I'm not sure if this is a bug or I'm doing something wrong, but when I try to drop variables contained in a quosures object via select, the behavior is different depending on whether there are one or more variables in the quosures object.
select_not <- function(d, ...) {
to_drop <- rlang::quos(...)
dplyr::select(d, -!!!to_drop)
}
dd <- data.frame(x = 1:10, y = 11:20, z = 21:30)
# Good: returns x and y
select_not(dd, z)
# Not good: Returns y and z
select_not(dd, y, z)
> devtools::session_info()
Session info ---------------------------------------------------------------------------------------------------------------------
setting value
version R version 3.4.3 (2017-11-30)
system x86_64, darwin15.6.0
ui RStudio (1.1.383)
language (EN)
collate en_US.UTF-8
tz America/Denver
date 2018-01-03
Packages -------------------------------------------------------------------------------------------------------------------------
package * version date source
assertthat 0.2.0 2017-04-11 CRAN (R 3.4.0)
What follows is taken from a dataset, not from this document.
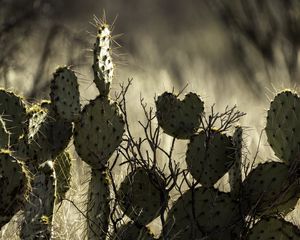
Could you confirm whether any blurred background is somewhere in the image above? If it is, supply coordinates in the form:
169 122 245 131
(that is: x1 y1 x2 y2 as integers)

base * 3.4.3 2017-12-07 local
bindr 0.1 2016-11-13 CRAN (R 3.4.0)
bindrcpp 0.2 2017-06-17 CRAN (R 3.4.0)
compiler 3.4.3 2017-12-07 local
datasets * 3.4.3 2017-12-07 local
devtools 1.13.3 2017-08-02 CRAN (R 3.4.1)
digest 0.6.12 2017-01-27 CRAN (R 3.4.0)
dplyr 0.7.4 2017-09-28 CRAN (R 3.4.2)
glue 1.2.0 2017-10-29 cran (@1.2.0)
graphics * 3.4.3 2017-12-07 local
grDevices * 3.4.3 2017-12-07 local
magrittr 1.5 2014-11-22 CRAN (R 3.4.0)
memoise 1.1.0 2017-04-21 CRAN (R 3.4.0)
methods * 3.4.3 2017-12-07 local
pkgconfig 2.0.1 2017-03-21 CRAN (R 3.4.0)
R6 2.2.2 2017-06-17 CRAN (R 3.4.0)
Rcpp 0.12.14 2017-11-23 cran (@0.12.14)
rlang 0.1.6 2017-12-21 CRAN (R 3.4.3)
stats * 3.4.3 2017-12-07 local
tibble 1.3.4 2017-08-22 cran (@1.3.4)
tools 3.4.3 2017-12-07 local
utils * 3.4.3 2017-12-07 local
withr 2.1.0 2017-11-01 cran (@2.1.0)
yaml 2.1.14 2016-11-12 CRAN (R 3.4.0)
Thanks @mara! How can I "flatten" the quosures object inside the function, to get the same result but with the variables passed in separately through ... ?
select has a handy tool for dealing with these situations where you can negate the one_of result. However, this requires getting the variables names into a character string.
After to_drop <- rlang::quos(...), getting the character strings is easy enough with as.character, but you have an extraneous ~ character. A quick sub can drop it, and you use
Personally, I find the following maintains the look and feel of a tidyverse function, but gets to the heart of the issue more efficiently.
select_not <- function(d, ...){
# get expressions in ... as characters
to_drop <-
vapply(substitute(list(...)),
as.character,
character(1))[-1] # the first one ends up being "list", and we don't need it
d[!names(d) %in% to_drop]
}
Based on @lionel's answer to a related question on SO:
You can use rlang::lang, though I admit that the quosures created by that are a little weird (of the form -~z). It may end up a bit brittle because of that, I suspect.
The lang helpfile is a lesson. I hope the dives into rlang and NSE make us collectively better R users and programmers and we're not just learning a series of one-off tricks. I'll admit it hasn't come together for me yet, but I haven't tried too hard and am still optimistic.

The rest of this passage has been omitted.